Reconductoring could enable 764 GW of transmission-connected solar by 2035


Large-scale reconductoring can “unlock” renewables near the existing transmission network, says a report from a team of researchers from University of California, Berkeley and the consultancy GridLab.

While other technologies, such as those reviewed in a U.S. Department of Energy (DOE) “liftoff” report, could also enable a near-term increase in transmission capacity, the report says reconductoring with advanced conductors “offers the greatest potential to provide substantial capacity increases—up to double, within existing rights-of-way”—a finding consistent with DOE’s report. The authors say that reconductoring projects typically cost less than half the price of new lines for similar capacity increases.

A comparison of legacy conductors and advanced conductors is shown in the image below.

Advanced conductor and ACSR conductor.
Source: Energy Institute at the UC Berkeley Haas School of Business

Reconductoring could enable 764 GW of transmission-connected solar by 2035 in “indicative transmission corridors” in a scenario in which the build rate of new right-of-way transmission is constrained, according to a map linked from the report.

Advanced conductors are available from U.S. manufacturers 3M, CTC Global and TS Conductor, the report notes.

DOE aims for a national collaboration to help deploy advanced conductors, energy storage and other technologies to boost grid capacity.

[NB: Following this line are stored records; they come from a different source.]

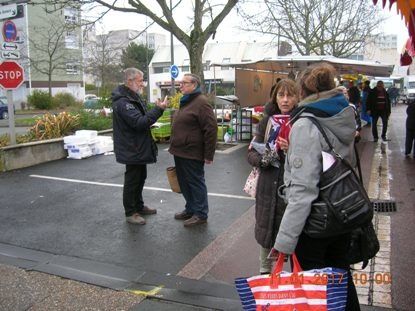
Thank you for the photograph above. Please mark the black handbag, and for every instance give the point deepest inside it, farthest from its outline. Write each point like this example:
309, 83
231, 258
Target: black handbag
343, 204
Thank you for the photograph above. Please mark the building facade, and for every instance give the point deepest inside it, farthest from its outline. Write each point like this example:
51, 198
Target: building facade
48, 45
214, 53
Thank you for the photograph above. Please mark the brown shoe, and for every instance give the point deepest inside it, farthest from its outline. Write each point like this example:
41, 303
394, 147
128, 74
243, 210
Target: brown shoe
194, 221
136, 219
147, 211
182, 216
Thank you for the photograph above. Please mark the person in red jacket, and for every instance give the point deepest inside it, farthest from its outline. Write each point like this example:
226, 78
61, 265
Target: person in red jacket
193, 144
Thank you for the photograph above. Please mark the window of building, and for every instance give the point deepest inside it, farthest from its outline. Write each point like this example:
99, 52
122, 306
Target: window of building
71, 40
158, 69
226, 60
70, 15
72, 68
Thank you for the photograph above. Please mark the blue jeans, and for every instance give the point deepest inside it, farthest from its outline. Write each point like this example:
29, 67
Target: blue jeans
375, 118
134, 179
191, 178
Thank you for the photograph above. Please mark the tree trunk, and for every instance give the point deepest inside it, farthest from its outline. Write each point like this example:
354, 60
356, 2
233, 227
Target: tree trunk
196, 62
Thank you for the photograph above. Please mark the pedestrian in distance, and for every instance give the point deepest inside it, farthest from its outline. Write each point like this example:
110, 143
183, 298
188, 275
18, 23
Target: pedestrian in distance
303, 166
269, 207
365, 93
379, 106
393, 93
357, 136
193, 143
354, 95
410, 129
133, 143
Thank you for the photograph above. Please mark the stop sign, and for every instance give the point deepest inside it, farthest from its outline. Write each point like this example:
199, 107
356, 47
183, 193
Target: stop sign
11, 75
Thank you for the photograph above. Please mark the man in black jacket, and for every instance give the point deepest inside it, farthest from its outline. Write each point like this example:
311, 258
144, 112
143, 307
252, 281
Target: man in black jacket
379, 106
133, 144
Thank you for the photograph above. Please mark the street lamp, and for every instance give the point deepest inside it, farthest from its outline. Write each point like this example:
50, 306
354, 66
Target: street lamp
172, 88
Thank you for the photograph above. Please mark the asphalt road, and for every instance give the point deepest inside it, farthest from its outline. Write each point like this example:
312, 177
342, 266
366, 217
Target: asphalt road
66, 216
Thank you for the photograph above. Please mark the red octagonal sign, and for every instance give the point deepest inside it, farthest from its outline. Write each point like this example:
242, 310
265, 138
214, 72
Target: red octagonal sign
11, 75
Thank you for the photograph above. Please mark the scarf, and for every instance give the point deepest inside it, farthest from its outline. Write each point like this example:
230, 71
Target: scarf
187, 98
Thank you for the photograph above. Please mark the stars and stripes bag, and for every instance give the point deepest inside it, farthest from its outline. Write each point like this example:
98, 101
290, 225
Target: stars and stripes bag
312, 290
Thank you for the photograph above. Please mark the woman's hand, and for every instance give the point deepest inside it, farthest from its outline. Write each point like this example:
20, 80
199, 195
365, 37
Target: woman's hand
273, 254
283, 143
162, 104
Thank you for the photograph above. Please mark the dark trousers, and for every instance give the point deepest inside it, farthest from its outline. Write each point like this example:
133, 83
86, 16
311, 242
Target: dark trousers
328, 252
409, 141
375, 118
191, 178
134, 179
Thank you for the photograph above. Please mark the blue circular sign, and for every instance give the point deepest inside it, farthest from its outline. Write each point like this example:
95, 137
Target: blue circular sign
174, 71
9, 31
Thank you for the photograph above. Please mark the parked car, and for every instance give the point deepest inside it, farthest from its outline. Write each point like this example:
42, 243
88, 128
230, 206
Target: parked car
4, 110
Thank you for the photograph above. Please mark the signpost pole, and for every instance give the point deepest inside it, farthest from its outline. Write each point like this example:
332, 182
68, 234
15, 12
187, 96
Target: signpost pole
12, 131
172, 86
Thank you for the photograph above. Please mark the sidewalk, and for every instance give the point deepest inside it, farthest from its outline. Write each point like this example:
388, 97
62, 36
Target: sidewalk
205, 282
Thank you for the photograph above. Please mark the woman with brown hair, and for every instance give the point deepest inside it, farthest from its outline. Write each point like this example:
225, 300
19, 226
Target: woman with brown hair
304, 164
269, 208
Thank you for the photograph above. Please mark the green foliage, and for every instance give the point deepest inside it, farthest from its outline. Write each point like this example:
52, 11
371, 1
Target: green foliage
89, 87
174, 101
54, 126
40, 100
137, 56
63, 100
90, 120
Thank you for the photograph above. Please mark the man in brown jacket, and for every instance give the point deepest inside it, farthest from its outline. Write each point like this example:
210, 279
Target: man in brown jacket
193, 143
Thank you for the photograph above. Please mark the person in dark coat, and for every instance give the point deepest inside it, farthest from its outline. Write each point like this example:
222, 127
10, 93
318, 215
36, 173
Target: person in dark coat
193, 143
269, 207
410, 129
379, 106
133, 143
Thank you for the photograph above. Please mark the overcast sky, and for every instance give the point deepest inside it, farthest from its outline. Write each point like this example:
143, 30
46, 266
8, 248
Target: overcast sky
228, 32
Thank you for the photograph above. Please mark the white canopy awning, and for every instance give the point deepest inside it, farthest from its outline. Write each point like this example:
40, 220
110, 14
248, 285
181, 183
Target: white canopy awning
287, 64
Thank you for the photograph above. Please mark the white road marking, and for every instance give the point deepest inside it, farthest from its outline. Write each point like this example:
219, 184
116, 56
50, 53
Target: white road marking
79, 181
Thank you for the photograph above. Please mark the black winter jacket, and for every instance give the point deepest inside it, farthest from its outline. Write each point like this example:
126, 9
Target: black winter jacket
133, 143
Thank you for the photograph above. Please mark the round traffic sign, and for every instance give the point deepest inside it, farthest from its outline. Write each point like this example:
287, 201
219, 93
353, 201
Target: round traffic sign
11, 75
174, 71
9, 31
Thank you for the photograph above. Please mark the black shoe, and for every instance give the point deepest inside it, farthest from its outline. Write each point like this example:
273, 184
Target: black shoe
194, 221
147, 211
182, 216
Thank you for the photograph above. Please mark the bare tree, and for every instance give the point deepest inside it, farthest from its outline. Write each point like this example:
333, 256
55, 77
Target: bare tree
48, 49
206, 17
99, 61
323, 27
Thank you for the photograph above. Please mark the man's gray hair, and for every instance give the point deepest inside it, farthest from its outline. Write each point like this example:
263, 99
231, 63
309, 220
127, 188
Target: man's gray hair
194, 78
132, 73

The authors, noting that more than 2 TW of proposed clean generation and storage resources are “stuck in interconnection queues” across the country, say that clean energy project developers face extended delays as “first, multiple interconnection studies must be conducted, and then the necessary transmission improvements must be completed.” Increasing the transmission capacity of the existing system will “unlock” much-needed capacity, they say, not only to integrate clean energy projects already queued, but also to encourage continued renewables development near existing transmission infrastructure.


Across all scenarios considered in the report, the largest system savings would result from pursuing a strategy of simultaneously reconductoring with advanced conductors and addressing barriers to new greenfield transmission. That strategy would yield cumulative savings of over $400 billion by 2050 compared to a business-as-usual case.

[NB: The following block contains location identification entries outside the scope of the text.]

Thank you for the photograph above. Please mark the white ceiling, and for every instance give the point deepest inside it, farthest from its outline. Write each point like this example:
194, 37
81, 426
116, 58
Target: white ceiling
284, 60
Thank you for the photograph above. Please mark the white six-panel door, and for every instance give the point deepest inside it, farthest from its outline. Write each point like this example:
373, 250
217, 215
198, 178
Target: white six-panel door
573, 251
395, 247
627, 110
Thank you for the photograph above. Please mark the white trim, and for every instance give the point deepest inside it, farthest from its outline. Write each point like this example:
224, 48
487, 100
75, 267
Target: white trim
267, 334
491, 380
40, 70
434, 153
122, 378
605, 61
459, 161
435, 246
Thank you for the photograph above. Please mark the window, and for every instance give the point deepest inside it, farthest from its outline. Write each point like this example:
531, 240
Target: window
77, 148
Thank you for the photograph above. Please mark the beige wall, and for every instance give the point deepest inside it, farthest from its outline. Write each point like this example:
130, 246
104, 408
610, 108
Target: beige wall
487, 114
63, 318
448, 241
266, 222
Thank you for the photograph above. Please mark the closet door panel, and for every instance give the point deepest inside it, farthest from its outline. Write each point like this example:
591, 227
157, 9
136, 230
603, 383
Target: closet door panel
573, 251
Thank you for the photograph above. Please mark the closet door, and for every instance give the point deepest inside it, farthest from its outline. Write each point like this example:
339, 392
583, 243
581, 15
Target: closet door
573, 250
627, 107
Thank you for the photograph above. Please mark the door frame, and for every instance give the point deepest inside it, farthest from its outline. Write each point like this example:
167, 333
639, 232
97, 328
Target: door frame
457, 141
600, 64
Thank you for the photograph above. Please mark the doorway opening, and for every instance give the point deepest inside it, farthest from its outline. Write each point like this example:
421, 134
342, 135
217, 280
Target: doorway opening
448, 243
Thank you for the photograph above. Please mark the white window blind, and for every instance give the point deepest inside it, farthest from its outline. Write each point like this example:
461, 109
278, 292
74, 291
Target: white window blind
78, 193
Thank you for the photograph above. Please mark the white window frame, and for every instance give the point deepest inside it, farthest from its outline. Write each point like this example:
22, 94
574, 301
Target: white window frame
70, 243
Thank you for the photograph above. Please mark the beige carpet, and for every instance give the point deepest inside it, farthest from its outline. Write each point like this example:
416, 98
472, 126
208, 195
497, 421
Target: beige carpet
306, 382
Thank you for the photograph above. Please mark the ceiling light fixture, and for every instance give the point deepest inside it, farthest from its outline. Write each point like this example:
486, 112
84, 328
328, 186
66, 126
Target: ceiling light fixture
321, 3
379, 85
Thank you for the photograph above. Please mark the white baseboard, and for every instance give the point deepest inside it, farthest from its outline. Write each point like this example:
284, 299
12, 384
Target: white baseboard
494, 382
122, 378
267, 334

The authors used the ReEDS model to conduct the study, and reached additional findings beyond those they presented in a working paper last fall.

The new study projected that the optimal added transmission capacity by 2050, allowing for reconductoring, would be about 110,000 GW-miles with restricted buildout or about 210,000 GW-miles with unrestricted buildout. The U.S. Department of Energy has estimated that 54,500 GW-miles of additional within-region transmission capacity is needed for a clean grid.

The new report includes reconductoring case studies from around the world, and the report’s landing page offers a paper with policy recommendations.

The report is the fourth in a series of “2035 reports,” following a 2020 report finding that clean power from 2035 is challenging but feasible, a 2021 report showing that electric vehicles could substitute for bulk transmission at lower cost, and a report on the role of offshore wind.

The new report is titled “Reconductoring with advanced conductors can accelerate the rapid transmission expansion required for a clean grid.”